Le seul endroit du Code qui reconnaît l’esclave comme un sujet cherche en réalité à mieux asseoir sa condition servile. Selon l’article XXV, en matière criminelle, il peut être poursuivi dans les mêmes formalités que les personnes libres. Quant au mariage et à l’affranchissement, ils dépendent du maître. Comment dans ces conditions ne pas conclure à l’effet proprement déshumanisant de la norme juridique, expression des rapports de domination dont se satisfaisait la société coloniale ?
Hélas l’histoire ne nous apprend pas ou si peu. Les figures de l’exclusion contemporaine sont encore si nombreuses qu’il est bien délicat de les appréhender. Mêmes les sociétés modernes qui se vantent de leur tolérance, dont la France, tout à sa gloire de son expérience révolutionnaire fondée sur la découverte d’un paradigme d’universalité des droits de l’homme, ont leurs contradictions, leurs limites, leurs exclus : les migrants, les pauvres, les handicapés… Certes, les choses ont évolué. L’interdiction générale, comme une prohibition, est acquise. Ainsi la déclaration universelle des droits de l’homme de 1948 pose-t-elle l’esclavage, les traitements inhumains et dégradants sont interdits. Le statut de la cour pénale internationale de 1998 emporte son incrimination. Les codes pénaux nationaux reprennent et incriminent ces pratiques. Certes, la légalisation de l’esclavage n’a plus cours ; il n’est plus admis d’établir qu’une personne est légalement la chose, le bien, d’une autre.

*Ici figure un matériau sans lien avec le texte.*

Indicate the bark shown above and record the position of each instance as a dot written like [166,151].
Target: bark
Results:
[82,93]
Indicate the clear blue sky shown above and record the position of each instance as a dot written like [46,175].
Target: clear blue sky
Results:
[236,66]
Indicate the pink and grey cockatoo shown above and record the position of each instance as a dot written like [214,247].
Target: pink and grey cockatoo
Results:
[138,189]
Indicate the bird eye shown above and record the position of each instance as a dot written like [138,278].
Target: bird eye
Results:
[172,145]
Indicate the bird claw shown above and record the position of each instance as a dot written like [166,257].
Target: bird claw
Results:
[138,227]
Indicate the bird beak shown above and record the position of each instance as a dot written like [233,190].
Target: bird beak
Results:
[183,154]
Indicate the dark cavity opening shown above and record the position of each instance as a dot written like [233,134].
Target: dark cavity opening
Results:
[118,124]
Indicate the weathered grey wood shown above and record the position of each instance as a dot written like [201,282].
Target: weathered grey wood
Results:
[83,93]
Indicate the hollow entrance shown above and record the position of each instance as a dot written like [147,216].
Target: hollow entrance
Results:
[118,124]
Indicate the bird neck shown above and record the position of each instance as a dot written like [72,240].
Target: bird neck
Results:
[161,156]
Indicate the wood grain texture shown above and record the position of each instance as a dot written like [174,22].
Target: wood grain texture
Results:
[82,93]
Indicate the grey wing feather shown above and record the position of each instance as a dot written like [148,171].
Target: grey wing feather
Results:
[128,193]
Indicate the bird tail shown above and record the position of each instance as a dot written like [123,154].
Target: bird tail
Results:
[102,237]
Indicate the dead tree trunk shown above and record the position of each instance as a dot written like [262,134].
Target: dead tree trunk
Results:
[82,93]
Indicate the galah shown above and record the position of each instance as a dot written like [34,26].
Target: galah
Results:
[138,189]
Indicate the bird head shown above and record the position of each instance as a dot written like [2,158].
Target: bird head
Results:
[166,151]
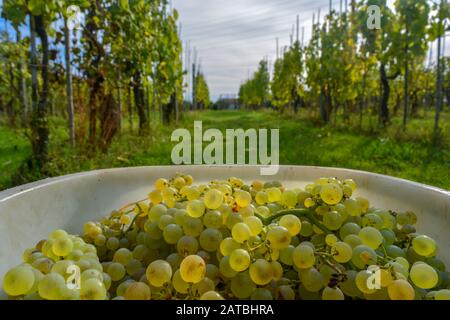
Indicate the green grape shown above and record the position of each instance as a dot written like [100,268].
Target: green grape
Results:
[332,294]
[362,281]
[174,259]
[263,211]
[240,232]
[210,239]
[403,262]
[289,199]
[342,252]
[285,292]
[123,256]
[277,270]
[306,230]
[363,203]
[225,268]
[153,230]
[192,226]
[279,237]
[44,265]
[213,199]
[92,289]
[274,194]
[100,240]
[158,273]
[261,198]
[187,245]
[232,219]
[57,234]
[401,290]
[395,251]
[203,286]
[242,286]
[193,269]
[261,272]
[211,295]
[228,245]
[165,220]
[303,256]
[18,281]
[443,294]
[312,279]
[61,267]
[331,239]
[239,260]
[261,294]
[352,207]
[212,272]
[291,223]
[51,286]
[195,208]
[286,255]
[172,233]
[213,219]
[243,198]
[179,284]
[255,225]
[424,245]
[349,228]
[363,256]
[133,266]
[332,220]
[91,273]
[179,216]
[349,286]
[347,191]
[398,268]
[123,286]
[371,237]
[388,236]
[436,263]
[331,193]
[116,271]
[353,240]
[106,280]
[137,291]
[372,220]
[389,220]
[424,276]
[62,246]
[156,212]
[274,207]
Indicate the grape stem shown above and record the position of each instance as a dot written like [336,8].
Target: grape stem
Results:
[296,212]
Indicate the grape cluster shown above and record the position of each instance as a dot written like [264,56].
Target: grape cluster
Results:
[231,240]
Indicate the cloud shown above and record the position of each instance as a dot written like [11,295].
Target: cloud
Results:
[231,37]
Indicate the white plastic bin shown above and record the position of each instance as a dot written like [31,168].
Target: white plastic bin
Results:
[28,213]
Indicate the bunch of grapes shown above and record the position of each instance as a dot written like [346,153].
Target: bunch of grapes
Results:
[231,240]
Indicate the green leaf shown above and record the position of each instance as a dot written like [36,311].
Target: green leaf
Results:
[36,7]
[124,4]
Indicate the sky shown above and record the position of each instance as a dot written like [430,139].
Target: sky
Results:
[231,37]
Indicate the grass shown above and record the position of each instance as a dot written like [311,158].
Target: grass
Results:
[407,154]
[14,150]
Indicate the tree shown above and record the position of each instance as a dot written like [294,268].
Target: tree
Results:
[203,99]
[255,92]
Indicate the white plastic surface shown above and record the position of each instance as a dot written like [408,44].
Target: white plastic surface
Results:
[28,213]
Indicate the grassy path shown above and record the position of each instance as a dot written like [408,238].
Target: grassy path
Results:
[301,143]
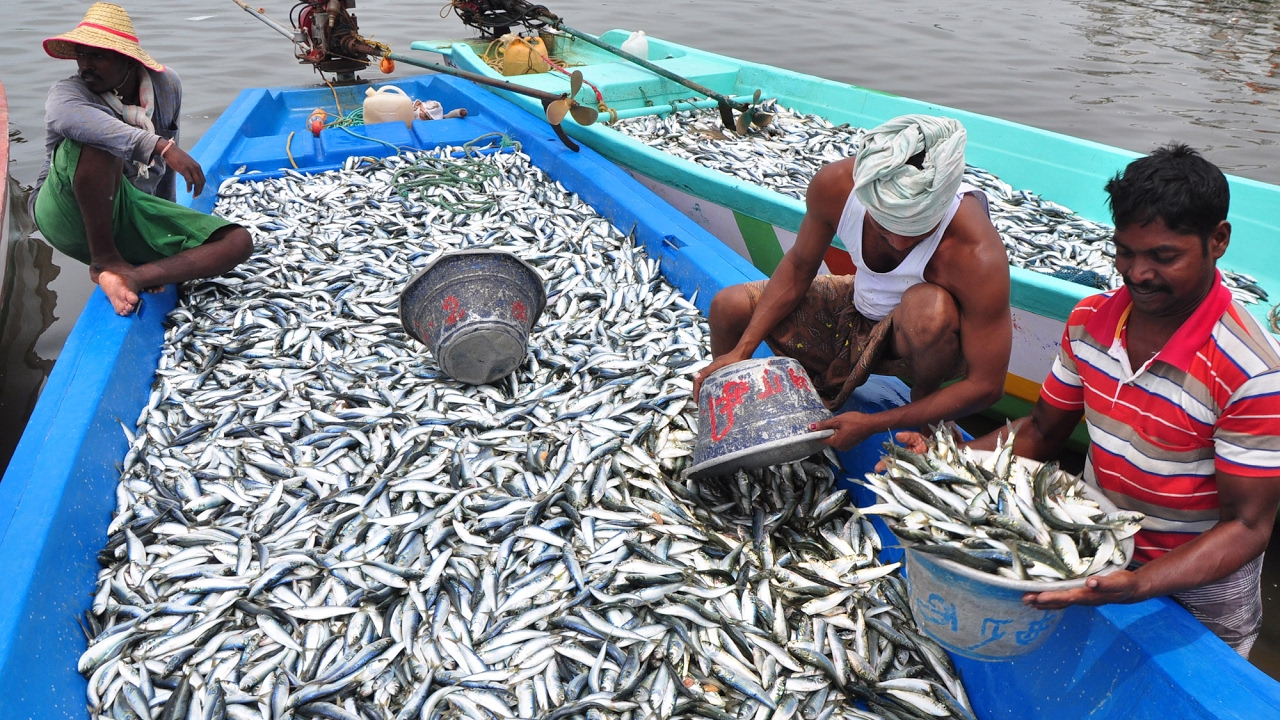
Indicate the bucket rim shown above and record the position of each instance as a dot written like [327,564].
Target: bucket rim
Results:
[416,278]
[731,458]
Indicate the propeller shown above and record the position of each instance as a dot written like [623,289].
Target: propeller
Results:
[567,105]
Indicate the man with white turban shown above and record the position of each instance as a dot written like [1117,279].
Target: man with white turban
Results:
[929,299]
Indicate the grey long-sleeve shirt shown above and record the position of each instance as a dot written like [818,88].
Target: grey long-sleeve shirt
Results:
[73,112]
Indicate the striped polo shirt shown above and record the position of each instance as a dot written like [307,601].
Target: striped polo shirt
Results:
[1208,401]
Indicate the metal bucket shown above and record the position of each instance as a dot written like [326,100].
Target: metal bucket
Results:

L’apport rétrospectif de l’analyse du Code noir ne doit pas être négligé pour la compréhension de l’esclavage contemporain dont la récurrence est manifeste et qui prend des formes liées, notamment, à l’exploitation sexuelle, la prostitution et la pornographie . Ces formes que l’on aurait tort de qualifier de nouvelles sont néanmoins facilitées, outre par la récurrence de pratiques de prédation, par la mondialisation des échanges.